Aktualisiert

Challenge LeagueDer FC Biel wendet Konkurs erneut ab

Im Challenge-League-Verein kann man einstweilen aufatmen. Der Konkursrichter hat der vom FC Biel angestrebten Nachlassstundung stattgegeben.

von
woz
Biel-Spieler in der Tissot-Arena. (3. April 2016)

Biel-Spieler in der Tissot-Arena. (3. April 2016)

Keystone

Der Konkursrichter hat der vom FC Biel angestrebten Nachlassstundung stattgegeben. Damit kann der Verein auch eine Sanierung anstreben. Wie das «Bieler Tagblatt» über Twitter meldet, ist der Entscheid zu dem in finanzielle Not geratenen FC Biel vor dem Konkursrichter gefallen. Demnach wird über den Club der Challenge League der Konkurs vorderhand nicht verhängt.

Vielmehr kommt es zu einer auf zwei Monate ausgelegten Nachlassstundung, die auch den Weg zu einer nachhaltigen Sanierung ebnen sollte. Der zuständige Konkursrichter begründete seinen Entscheid damit, dass es gerechtfertigt sei, die Investorenfrage und die Sanierungsaussichten genauer abzuklären.

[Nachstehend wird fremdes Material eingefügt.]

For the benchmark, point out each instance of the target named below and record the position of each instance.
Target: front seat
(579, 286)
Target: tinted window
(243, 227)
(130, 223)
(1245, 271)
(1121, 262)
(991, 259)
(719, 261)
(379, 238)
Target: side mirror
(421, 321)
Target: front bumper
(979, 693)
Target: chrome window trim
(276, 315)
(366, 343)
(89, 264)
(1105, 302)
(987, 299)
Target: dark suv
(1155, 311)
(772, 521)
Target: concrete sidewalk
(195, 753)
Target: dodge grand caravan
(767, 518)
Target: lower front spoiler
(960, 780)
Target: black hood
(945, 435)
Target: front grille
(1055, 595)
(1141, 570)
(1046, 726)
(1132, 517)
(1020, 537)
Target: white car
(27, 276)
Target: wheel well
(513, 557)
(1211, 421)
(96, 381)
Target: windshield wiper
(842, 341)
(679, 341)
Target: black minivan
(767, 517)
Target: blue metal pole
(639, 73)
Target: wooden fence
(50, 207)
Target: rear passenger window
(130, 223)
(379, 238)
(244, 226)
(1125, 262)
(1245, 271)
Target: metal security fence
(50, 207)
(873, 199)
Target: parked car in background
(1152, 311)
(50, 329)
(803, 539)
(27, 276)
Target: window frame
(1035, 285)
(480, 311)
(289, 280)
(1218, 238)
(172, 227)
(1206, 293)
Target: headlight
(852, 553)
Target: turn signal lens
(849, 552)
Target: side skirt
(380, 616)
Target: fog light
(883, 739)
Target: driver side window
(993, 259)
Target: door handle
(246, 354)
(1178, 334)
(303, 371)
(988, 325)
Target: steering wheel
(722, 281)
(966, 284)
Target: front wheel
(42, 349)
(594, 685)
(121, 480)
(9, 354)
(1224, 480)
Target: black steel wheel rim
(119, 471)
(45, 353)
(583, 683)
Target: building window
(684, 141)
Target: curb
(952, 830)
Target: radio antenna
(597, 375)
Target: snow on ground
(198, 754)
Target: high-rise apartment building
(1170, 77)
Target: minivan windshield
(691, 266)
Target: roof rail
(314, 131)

Der richterliche Entscheid hat nichts damit zu tun, ob die Mannschaft des FC Biel die restlichen sechs Spiele der Challenge-League-Saison noch bestreitet oder nicht. Die für das letzte Wochenende vorgesehene Partie gegen Lausanne haben die Spieler mit einem Streik platzen lassen.

Financier soll 800'000 Franken einschiessen

Geht es nach dem streitbaren Clubpräsidenten Carlo Häfeli, soll die Mannschaft schon diesen Sonntagnachmittag für das Heimspiel gegen Wil auf den Platz zurückkehren. Häfeli konnte dem Richter glaubhaft machen, Martin von Burg, ein Financier aus Grenchen, würde 800'000 Franken einschiessen. Mit diesem Geld könnten ausstehende Löhne und Sozialabgaben beglichen werden.

Überdies sprach Häfeli von einem angeblichen Investor, einem Amerikaner. Dieser sei bereit, mit einem Betrag von zehn Millionen Dollar in das Unternehmen FC Biel einzusteigen. Häfeli legte hierzu vor Gericht ein E-Mail vor, das diesen Sachverhalt bestätigen sollte. (woz/sda)

Deine Meinung

Fehler gefunden?Jetzt melden.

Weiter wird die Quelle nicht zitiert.